Sauteed Kale with Mushrooms and Garlic
Think of Kale as spinach on steroids: robust flavor, real texture and packed with nutrients. Kale is low calories, just 36 per cup cooked, but rich in vitamin A, vitamin C and manganese. It is also a good source of B vitamins as well as calcium, copper, iron, lutein and zeaxanthin.
2 tablespoons olive oil
1 to 1 1/2 pounds kale, ribs removed, coarsely chopped
1/2 cup water or veggie broth
2-3 teaspoons sherry vinegar or red-wine vinegar
2 cloves garlic, minced
1/2 to 1 cup shiitake, cremini or portabella mushrooms, sliced
1/4 teaspoon crushed red pepper
1/4 teaspoon sea salt
Heat 1 tablespoon of oil in Dutch oven over medium heat.

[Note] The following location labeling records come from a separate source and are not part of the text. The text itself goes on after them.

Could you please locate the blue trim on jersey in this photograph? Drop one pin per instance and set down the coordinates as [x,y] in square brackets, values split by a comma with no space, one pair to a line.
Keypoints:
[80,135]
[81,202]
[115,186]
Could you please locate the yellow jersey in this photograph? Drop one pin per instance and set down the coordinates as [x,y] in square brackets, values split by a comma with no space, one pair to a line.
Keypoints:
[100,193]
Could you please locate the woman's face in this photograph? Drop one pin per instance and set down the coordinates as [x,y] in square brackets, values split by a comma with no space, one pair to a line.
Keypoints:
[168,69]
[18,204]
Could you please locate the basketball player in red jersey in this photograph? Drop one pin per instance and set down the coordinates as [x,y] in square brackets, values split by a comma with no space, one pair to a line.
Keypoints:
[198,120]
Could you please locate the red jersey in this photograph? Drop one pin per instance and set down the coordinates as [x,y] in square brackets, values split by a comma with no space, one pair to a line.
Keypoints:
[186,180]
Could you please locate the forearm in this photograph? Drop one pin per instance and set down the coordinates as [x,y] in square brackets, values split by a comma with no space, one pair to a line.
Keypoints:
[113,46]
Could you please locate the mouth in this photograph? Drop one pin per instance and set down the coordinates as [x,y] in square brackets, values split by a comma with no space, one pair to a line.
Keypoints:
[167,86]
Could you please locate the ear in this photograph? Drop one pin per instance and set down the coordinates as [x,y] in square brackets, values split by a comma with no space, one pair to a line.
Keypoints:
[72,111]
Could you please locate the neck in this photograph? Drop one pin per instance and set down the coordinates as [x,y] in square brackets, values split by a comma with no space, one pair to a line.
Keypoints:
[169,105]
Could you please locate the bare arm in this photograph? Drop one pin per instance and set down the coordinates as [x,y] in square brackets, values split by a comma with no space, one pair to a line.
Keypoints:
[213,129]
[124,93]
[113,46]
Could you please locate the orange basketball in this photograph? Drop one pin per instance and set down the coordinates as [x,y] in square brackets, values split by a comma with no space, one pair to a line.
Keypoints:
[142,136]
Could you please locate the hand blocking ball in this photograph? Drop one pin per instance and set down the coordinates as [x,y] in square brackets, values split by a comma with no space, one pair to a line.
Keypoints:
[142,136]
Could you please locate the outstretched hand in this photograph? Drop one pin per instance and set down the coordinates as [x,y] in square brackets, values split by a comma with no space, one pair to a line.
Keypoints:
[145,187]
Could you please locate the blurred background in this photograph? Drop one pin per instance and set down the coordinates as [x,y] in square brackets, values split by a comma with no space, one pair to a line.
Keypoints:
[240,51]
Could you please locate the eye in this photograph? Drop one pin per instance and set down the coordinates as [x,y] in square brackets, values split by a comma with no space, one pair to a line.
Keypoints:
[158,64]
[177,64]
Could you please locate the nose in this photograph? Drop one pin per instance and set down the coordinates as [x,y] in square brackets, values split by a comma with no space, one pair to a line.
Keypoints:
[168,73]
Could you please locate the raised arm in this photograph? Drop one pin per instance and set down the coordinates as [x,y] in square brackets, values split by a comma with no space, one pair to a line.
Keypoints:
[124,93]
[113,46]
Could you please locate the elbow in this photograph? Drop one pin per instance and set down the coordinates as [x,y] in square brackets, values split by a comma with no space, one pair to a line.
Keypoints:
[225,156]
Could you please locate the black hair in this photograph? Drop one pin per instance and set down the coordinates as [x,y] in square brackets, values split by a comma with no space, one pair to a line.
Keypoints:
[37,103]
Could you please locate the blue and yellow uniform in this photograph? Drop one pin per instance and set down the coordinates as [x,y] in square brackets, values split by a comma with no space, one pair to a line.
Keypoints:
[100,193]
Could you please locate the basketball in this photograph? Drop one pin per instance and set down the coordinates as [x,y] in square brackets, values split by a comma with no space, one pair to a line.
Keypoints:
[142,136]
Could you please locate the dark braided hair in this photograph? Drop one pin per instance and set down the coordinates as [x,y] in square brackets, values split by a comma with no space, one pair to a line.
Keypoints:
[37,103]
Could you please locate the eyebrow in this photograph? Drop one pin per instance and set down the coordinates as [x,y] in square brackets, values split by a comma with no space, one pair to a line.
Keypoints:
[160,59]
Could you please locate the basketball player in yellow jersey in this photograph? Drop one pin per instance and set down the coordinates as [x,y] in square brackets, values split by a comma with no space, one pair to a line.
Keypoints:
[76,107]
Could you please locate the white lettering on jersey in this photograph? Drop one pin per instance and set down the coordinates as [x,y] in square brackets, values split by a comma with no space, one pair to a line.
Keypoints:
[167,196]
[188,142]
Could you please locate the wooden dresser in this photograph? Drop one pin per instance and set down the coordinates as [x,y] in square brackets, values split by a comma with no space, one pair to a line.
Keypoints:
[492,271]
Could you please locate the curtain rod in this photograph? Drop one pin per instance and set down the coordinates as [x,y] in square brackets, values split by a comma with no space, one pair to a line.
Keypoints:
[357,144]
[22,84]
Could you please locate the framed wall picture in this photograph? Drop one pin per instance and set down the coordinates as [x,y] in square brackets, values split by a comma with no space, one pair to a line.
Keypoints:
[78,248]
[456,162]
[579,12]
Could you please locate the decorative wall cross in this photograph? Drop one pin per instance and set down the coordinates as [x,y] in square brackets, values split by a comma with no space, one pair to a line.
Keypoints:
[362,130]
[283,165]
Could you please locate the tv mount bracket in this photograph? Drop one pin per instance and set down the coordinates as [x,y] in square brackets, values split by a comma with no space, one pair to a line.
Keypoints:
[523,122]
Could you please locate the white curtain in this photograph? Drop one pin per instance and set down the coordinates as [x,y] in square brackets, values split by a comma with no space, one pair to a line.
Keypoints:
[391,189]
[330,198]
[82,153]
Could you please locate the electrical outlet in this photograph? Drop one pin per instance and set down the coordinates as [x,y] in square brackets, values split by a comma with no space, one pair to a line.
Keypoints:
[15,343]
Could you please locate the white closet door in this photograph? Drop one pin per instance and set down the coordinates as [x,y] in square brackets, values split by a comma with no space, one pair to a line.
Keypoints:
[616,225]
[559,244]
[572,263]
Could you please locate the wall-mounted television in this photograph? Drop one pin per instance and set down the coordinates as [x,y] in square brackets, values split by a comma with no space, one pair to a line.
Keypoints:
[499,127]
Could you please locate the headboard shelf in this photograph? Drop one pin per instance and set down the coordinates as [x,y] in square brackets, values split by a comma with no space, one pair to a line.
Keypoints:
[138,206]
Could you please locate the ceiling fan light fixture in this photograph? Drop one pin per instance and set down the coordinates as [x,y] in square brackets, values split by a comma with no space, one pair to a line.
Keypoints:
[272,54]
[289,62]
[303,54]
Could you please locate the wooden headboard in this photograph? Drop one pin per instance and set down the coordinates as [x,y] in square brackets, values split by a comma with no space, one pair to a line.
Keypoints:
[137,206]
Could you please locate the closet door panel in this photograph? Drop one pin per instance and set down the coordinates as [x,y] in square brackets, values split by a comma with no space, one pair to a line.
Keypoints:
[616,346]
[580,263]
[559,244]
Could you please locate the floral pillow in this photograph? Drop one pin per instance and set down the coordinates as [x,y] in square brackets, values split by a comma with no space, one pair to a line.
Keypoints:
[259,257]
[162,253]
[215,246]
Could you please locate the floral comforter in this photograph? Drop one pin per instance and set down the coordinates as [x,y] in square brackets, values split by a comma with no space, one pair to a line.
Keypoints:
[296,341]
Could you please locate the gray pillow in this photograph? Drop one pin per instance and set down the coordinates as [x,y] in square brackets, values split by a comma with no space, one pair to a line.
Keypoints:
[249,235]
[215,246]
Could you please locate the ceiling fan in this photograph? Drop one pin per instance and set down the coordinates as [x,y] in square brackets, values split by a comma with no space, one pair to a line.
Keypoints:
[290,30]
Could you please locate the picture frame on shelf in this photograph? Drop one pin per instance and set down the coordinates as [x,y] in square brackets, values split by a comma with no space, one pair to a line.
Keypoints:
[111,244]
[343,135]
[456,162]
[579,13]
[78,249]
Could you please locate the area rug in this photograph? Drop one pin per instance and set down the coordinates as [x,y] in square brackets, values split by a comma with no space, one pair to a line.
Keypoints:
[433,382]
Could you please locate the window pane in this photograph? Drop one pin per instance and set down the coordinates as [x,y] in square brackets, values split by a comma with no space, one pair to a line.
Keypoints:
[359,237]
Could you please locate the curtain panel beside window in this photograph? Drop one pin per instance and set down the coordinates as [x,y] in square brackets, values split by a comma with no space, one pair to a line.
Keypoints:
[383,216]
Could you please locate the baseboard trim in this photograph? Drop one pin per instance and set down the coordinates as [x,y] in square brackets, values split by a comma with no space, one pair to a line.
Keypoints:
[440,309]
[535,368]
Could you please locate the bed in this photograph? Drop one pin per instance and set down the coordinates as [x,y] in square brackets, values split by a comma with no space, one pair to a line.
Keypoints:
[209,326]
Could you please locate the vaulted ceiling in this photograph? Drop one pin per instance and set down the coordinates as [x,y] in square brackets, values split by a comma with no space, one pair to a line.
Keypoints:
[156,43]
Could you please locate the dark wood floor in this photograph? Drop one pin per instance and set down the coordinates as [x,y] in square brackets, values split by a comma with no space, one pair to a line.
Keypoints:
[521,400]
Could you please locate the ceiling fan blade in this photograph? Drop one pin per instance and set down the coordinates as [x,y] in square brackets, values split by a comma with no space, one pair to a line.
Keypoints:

Add kale and cook, tossing with two large spoons, until bright green, about 1 minute. Add liquid, reduce heat to medium low, cover and cook, stirring occasionally, until kale is tender, 12 to 15 minutes. Push kale to one side and cook garlic, mushrooms and crushed pepper until fragrant and tender. Remove from heat. Stir in vinegar to taste and salt. Makes about 4 servings, about 1/2 cup each.
Per serving: 80 calories; 5 grams fat, 0 mg cholesterol, 7 grams carbohydrate, 2 grams protein, 1 gram fiber, 176 mg sodium.